What do Abianda services look like?
Our flagship service is The Star Project, which is a one-to-one support and advocacy service.
Structured programme of topics
Young women follow a structured programme of topics that are designed to help them grow their critical thinking.
By asking young women the right questions and offering an equal, trusting, and transparent relationship we help them to discover their resilience and competence and to develop the power to make the changes they want in their lives.

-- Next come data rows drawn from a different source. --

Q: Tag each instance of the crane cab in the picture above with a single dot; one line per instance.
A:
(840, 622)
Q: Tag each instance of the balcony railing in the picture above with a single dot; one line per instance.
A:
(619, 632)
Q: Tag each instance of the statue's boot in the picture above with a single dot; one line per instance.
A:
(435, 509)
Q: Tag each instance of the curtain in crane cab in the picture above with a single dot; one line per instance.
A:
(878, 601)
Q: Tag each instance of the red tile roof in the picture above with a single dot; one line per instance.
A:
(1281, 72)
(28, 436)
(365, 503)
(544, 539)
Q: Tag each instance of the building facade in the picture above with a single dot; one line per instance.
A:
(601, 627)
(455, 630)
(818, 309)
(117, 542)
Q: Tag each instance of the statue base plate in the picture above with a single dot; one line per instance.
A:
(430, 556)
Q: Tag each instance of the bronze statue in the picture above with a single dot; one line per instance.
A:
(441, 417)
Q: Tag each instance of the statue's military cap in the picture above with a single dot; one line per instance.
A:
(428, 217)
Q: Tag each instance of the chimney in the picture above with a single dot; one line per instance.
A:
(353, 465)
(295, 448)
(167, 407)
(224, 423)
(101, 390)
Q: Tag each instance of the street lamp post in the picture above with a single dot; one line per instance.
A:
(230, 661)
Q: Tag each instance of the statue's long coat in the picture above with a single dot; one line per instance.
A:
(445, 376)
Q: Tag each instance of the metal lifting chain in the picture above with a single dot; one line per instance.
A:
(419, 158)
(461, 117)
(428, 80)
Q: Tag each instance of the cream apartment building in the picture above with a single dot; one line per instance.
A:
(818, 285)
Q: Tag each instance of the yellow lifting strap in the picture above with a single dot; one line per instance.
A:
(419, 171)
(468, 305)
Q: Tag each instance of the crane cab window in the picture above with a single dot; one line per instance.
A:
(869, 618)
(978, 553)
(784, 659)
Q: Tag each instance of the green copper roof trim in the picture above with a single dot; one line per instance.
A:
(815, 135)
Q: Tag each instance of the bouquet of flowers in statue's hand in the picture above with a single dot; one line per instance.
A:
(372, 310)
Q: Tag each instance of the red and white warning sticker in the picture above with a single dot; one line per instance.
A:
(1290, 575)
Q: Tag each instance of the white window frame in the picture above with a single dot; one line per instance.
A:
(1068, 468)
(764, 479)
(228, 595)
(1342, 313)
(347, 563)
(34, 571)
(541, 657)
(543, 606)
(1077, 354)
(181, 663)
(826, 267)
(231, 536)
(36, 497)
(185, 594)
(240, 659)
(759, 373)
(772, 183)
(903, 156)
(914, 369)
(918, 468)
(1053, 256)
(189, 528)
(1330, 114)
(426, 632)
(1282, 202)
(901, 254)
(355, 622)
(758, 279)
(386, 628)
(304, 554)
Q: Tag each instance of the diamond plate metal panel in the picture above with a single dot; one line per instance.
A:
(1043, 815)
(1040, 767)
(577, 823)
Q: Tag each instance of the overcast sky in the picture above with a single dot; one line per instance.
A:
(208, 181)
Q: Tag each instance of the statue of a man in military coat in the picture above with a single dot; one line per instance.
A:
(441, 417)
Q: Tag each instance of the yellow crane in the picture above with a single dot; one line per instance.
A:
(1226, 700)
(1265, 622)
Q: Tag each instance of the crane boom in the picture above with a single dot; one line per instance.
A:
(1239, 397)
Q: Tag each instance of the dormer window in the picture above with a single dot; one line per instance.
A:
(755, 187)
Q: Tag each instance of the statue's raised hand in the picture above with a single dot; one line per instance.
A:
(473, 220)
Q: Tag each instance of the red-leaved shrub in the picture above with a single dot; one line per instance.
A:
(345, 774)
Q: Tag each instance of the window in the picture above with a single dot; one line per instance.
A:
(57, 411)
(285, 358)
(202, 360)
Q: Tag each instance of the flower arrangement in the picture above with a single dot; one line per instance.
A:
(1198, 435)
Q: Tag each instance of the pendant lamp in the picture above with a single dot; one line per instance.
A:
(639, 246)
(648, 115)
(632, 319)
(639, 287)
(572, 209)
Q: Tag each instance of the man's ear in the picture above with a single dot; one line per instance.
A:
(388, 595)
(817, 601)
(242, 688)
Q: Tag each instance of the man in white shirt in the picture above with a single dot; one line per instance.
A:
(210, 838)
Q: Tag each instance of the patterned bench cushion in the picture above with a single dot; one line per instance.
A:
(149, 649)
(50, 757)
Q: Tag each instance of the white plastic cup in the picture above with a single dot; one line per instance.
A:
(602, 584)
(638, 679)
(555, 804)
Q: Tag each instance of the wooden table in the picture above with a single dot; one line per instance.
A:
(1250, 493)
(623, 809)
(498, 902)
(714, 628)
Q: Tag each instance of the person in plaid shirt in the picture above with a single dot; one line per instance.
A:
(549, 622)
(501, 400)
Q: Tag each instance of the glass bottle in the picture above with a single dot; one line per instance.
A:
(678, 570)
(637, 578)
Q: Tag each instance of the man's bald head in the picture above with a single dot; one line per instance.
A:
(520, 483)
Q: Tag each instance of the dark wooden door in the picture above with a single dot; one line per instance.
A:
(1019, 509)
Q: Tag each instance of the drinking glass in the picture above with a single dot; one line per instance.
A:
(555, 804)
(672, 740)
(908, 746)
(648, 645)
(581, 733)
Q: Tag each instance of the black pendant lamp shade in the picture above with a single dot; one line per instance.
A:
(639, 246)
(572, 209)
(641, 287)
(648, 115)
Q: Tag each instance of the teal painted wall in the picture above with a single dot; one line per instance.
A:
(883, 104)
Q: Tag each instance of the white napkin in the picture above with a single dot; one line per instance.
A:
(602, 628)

We have successfully worked with young women who have unique safeguarding and risk issues due to their 'gang' association, and who have complex needs and a history of non-engagement.
Topics covered include:
healthy and unhealthy relationships
sexual violence, exploitation and other violence against women and girls (VAWG) issues in the context of 'gangs'
anger, power and harm
risks associated with criminal exploitation and violence
We use our unique model of working with young women to create safe spaces and support them to achieve the changes they want in their lives and develop skills and strategies to navigate risk. By keeping our work solution- and future-focused, we keep our spaces safe for young women. They know we will not ask them to share information about their past or their associates, because this could create significant risks for them, and could re-traumatise them.
As well as the structured programme of work, we provide advocacy for young women.
Our advocacy is rights-based and designed to support young women influence decisions affecting their lives. Examples of our advocacy include: young women’s voices being represented in child protection processes; ensuring that young women receive the statutory assessments to which they are entitled; recognising young women as victims of trafficking through the National Referral Mechanism; and supporting our professional partners to recognise young women’s complex needs and vulnerabilities.
As a result of our advocacy, young women independently navigate services, are equal partners in the professional network around them and are more likely to engage in efforts to safeguard them.
Abianda welcomes all young women and girls to our services. For the avoidance of all doubt, this includes trans women and girls. We also welcome non-binary people if they feel that they have lived experience that aligns with that of women and girls.